Hot Take: IWC Portugieser Eternal Calendar
One part inside your watch makes one complete rotation every 400 years. Let that sink in. This is the case with the new IWC Portugieser Eternal Calendar ref. IW505701. The calendar will run flawlessly until the year 3999. A regular perpetual calendar would need three corrections (in 2100, 2200, and 2300). Only those centurial years that can be divided by 400 are leap years. The Portugieser Eternal Calendar might not even need a correction in the year 4000 as it has yet to be decided whether that will be a leap year.

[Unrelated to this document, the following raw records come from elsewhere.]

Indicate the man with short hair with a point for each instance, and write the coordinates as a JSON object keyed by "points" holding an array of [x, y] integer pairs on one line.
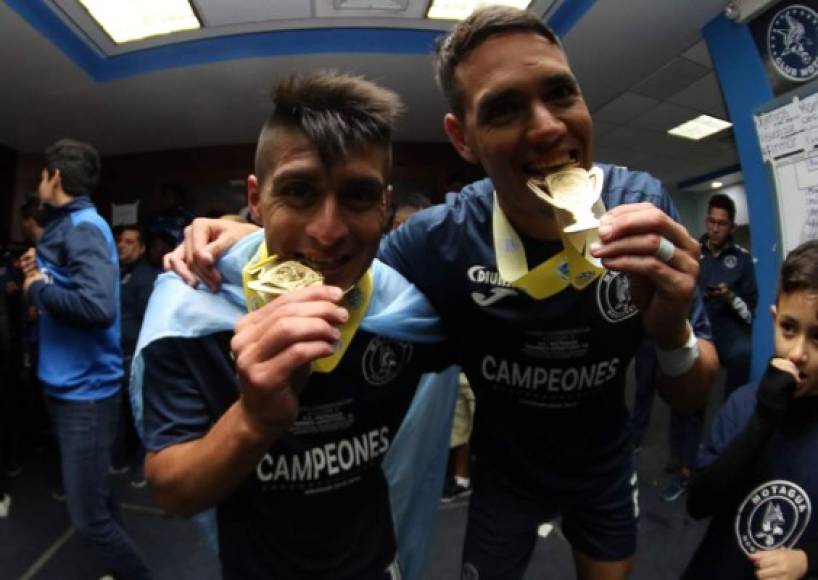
{"points": [[545, 358], [281, 418], [72, 279]]}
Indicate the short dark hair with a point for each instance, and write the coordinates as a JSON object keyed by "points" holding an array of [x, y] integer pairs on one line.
{"points": [[471, 33], [725, 202], [78, 163], [132, 227], [800, 269], [337, 113], [412, 199]]}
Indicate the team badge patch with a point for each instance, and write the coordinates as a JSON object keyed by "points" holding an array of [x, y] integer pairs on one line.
{"points": [[791, 42], [772, 516], [384, 359], [613, 296]]}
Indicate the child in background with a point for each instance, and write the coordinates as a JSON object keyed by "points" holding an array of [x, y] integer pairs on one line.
{"points": [[758, 475]]}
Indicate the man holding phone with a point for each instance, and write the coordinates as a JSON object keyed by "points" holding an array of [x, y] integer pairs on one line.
{"points": [[727, 282]]}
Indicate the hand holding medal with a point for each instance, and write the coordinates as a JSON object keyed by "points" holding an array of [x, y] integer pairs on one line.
{"points": [[574, 193]]}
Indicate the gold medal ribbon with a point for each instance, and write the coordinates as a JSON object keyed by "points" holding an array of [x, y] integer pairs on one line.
{"points": [[356, 301], [573, 266]]}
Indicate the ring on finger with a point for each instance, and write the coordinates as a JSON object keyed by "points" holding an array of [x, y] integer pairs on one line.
{"points": [[665, 250]]}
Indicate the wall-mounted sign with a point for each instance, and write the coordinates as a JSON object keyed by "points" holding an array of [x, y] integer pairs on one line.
{"points": [[787, 39]]}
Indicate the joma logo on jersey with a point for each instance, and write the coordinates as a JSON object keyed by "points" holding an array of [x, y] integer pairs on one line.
{"points": [[791, 43], [501, 289], [773, 515]]}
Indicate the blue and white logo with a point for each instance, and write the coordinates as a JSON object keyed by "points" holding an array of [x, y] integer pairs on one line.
{"points": [[792, 42]]}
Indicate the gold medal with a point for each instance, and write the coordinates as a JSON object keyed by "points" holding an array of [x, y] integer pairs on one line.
{"points": [[575, 196], [265, 279]]}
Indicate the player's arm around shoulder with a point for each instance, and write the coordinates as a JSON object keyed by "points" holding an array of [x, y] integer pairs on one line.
{"points": [[273, 348]]}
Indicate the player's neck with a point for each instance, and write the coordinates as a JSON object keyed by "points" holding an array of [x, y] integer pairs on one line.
{"points": [[540, 225]]}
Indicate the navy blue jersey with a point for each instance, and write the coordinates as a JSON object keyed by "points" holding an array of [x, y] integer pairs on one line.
{"points": [[549, 375], [78, 304], [732, 266], [317, 504], [779, 499]]}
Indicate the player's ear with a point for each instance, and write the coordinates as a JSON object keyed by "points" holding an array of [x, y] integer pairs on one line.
{"points": [[457, 135]]}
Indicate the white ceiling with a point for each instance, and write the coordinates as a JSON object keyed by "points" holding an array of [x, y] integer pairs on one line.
{"points": [[642, 65]]}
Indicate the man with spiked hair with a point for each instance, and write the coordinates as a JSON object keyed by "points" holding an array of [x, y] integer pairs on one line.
{"points": [[281, 417]]}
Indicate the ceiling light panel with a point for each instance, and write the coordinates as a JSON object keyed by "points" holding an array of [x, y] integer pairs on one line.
{"points": [[370, 8], [222, 13], [130, 20], [460, 9], [700, 127]]}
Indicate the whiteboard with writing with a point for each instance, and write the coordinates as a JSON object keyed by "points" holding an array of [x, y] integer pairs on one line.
{"points": [[788, 137]]}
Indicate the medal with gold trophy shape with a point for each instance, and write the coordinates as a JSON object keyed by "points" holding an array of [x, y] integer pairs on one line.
{"points": [[575, 193], [265, 278]]}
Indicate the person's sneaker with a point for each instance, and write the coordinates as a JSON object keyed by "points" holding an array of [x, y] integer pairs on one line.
{"points": [[114, 470], [454, 490], [675, 488], [5, 505]]}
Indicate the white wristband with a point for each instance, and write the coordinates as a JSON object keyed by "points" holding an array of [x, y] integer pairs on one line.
{"points": [[678, 361]]}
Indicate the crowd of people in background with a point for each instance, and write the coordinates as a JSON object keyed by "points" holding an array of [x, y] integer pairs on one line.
{"points": [[223, 413]]}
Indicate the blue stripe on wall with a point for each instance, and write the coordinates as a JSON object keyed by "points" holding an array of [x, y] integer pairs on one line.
{"points": [[260, 44], [745, 86]]}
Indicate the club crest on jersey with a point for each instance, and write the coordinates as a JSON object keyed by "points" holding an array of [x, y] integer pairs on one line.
{"points": [[791, 42], [613, 296], [499, 288], [384, 359], [772, 516]]}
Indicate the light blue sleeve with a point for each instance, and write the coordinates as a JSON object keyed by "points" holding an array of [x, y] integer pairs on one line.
{"points": [[415, 468]]}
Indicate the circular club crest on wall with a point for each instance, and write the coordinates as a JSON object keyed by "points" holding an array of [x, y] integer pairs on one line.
{"points": [[792, 42]]}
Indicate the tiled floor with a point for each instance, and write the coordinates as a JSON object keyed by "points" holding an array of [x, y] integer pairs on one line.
{"points": [[37, 542]]}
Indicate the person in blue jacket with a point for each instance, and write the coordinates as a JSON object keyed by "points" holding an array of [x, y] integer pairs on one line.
{"points": [[281, 418], [73, 279], [757, 475]]}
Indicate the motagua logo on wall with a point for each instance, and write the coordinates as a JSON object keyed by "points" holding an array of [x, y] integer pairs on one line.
{"points": [[792, 42]]}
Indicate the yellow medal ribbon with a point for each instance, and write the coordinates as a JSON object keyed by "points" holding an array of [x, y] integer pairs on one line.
{"points": [[356, 301], [573, 266]]}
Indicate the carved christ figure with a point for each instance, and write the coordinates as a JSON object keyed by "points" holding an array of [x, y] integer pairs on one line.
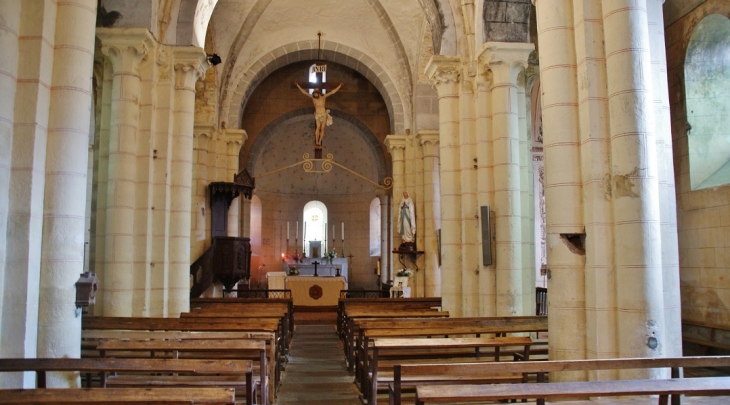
{"points": [[322, 116]]}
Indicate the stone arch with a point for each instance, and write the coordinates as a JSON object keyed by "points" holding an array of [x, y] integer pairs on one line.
{"points": [[706, 84], [399, 107], [306, 114], [506, 21]]}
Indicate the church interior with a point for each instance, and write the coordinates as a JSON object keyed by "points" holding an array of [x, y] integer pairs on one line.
{"points": [[161, 151]]}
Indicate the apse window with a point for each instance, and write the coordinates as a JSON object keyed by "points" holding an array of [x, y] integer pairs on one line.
{"points": [[707, 85], [315, 70]]}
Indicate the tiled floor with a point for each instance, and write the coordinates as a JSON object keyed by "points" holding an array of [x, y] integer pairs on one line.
{"points": [[316, 373]]}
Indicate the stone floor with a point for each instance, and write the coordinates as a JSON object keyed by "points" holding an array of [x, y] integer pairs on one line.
{"points": [[316, 373]]}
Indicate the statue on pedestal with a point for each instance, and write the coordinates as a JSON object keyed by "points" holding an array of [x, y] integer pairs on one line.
{"points": [[407, 223]]}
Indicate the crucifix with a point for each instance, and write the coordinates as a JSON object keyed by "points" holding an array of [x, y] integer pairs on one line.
{"points": [[320, 92]]}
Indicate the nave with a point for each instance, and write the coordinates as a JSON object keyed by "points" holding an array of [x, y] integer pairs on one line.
{"points": [[316, 372]]}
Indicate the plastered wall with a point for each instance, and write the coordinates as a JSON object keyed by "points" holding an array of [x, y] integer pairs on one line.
{"points": [[703, 215]]}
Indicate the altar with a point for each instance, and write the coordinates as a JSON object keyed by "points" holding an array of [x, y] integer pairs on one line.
{"points": [[315, 291], [324, 268]]}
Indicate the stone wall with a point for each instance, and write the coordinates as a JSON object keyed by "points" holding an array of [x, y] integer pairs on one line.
{"points": [[703, 215]]}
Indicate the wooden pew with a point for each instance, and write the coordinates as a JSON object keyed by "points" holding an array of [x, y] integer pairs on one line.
{"points": [[270, 326], [100, 396], [431, 348], [474, 371], [368, 329], [388, 303], [240, 369], [396, 313], [430, 394], [248, 305], [254, 350]]}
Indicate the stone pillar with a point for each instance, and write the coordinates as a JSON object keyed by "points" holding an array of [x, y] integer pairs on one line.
{"points": [[234, 140], [200, 213], [527, 217], [64, 204], [468, 201], [102, 177], [444, 72], [190, 64], [397, 146], [667, 198], [600, 281], [638, 255], [505, 60], [384, 239], [429, 141], [485, 188], [563, 191], [125, 48], [21, 176]]}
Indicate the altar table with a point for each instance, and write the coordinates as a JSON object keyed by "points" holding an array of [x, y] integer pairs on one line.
{"points": [[315, 291]]}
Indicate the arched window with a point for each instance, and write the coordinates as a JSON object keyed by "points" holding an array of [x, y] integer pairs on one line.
{"points": [[707, 85], [315, 229], [375, 228]]}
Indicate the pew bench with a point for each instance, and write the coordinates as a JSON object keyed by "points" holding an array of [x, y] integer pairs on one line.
{"points": [[366, 329], [411, 350], [238, 370], [266, 325], [219, 349], [439, 394], [97, 396], [456, 371], [389, 303]]}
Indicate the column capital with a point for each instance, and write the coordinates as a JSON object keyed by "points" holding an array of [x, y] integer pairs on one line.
{"points": [[395, 143], [443, 72], [190, 65], [505, 59], [429, 140], [125, 47]]}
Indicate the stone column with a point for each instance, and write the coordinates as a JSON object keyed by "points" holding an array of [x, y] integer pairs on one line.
{"points": [[429, 141], [384, 239], [444, 72], [563, 191], [468, 201], [526, 189], [125, 48], [234, 140], [200, 214], [667, 197], [64, 202], [600, 281], [505, 60], [102, 177], [190, 64], [10, 25], [638, 236], [21, 176], [485, 188], [396, 144]]}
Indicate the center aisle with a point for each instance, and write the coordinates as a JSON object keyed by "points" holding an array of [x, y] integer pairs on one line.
{"points": [[316, 373]]}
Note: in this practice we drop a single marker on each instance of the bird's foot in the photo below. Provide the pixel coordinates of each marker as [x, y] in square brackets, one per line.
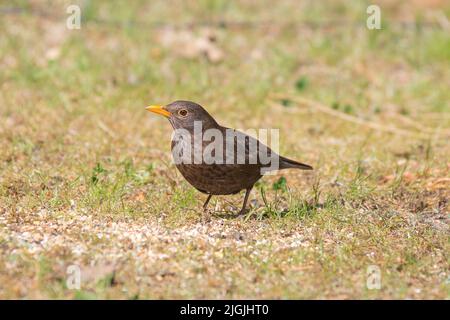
[206, 216]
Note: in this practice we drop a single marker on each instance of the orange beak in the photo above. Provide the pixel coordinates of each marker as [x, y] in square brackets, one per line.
[159, 110]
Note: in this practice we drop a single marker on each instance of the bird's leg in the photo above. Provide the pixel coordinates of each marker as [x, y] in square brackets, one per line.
[247, 193]
[206, 202]
[206, 216]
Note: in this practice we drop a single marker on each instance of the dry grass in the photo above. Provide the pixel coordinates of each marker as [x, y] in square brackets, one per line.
[86, 176]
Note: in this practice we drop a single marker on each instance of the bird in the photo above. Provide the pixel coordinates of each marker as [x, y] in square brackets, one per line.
[203, 170]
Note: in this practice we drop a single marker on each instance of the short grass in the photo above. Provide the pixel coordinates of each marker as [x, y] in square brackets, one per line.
[86, 176]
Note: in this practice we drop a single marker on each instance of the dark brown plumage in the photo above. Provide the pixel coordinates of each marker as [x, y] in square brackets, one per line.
[207, 175]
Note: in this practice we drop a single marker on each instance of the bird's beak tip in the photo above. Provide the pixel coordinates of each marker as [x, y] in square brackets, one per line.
[159, 110]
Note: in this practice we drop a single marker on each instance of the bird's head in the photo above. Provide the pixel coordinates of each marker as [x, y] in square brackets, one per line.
[183, 114]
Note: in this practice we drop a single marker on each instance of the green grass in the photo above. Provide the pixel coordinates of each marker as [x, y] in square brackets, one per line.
[86, 176]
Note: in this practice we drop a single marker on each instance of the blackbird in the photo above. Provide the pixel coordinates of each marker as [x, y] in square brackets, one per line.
[241, 164]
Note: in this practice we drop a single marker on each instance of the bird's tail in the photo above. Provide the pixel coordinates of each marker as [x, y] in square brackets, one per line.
[286, 163]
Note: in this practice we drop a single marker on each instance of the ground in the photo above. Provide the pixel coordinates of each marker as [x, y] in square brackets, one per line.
[86, 178]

IWC Portugieser Eternal Calendar IW505701
Also, due to clever engineering and simulation, the Eternal Calendar will only need a correction for its moonphase indicator after 45 million years! The simulation consisted of trying 22 trillion(!) combinations for the wheels that control the moonphase display. The correction is necessary because it doesn’t take precisely a month from one new moon to the next but, rather, 29 days, 12 hours, 44 minutes, and 2.88 seconds. Most higher-end moonphase watches need a correction after 122 years, though some are accurate for up to 577.5 years. A new reduction gear train with three intermediate wheels needed to be developed to get to this amazing result of only one correction after 45 million years. It’s quite an achievement because it also needed to fit within the tiny confines of the movement’s eternal-calendar module.
Sapphire dials
All this technology is bundled in a 44.4mm case that is only 15mm thick. On my wrist, it is quite wearable. The box-style crystal shows a lot of the dial and a very thin bezel, giving the watch a sleek look. As you can see in the images that I took, the sub-dials are all sapphire discs. The main dial is also made of sapphire but has gotten a frosted treatment and white lacquer on the underside.
Caliber 52640
All the functions are visible on the dial side, such as a four-digit year indicator, moonphase indicator at 12 o’clock, the date and power reserve at 3 o’clock, the month at 6 o’clock, and the running seconds and day indicator at 9 o’clock. All these complications are powered by IWC’s in-house-developed caliber 52640. This movement offers seven days of power reserve and ticks at 28,800vph (4Hz). Caliber 52640 is visible through the sapphire crystal on the back of the Portugieser Eternal Calendar, which also gives you a view of its 18K rose gold rotor.
Some thoughts on the new IWC Portugieser Eternal Calendar
The folks at IWC invited us to visit their super modern manufacture in Schaffhausen a little while ago to see the watches under embargo, including this new Portugieser Eternal Calendar. In real life and on the wrist, it’s an incredibly impressive watch. The platinum 44.4mm case by itself is impressive, not to mention the combination of sapphire discs for the time and calendar functions.
IWC’s engineers have solved a nonexistent problem, but it’s a great demonstration of their watchmaking skills in 2024. The regular IWC Portugieser Perpetual Calendar might be a great alternative to those after the same model. The new Portugieser collection is one that you need to see for yourself. And with this Eternal Calendar as the flagship model, it has set the bar very high.
The new IWC Portugieser Eternal Calendar comes on a black leather strap made by Santoni with a platinum folding clasp. The price is at “spot rate”, according to IWC, meaning the base price is CHF150,000 ex. VAT. It will be adjusted to the market of the client.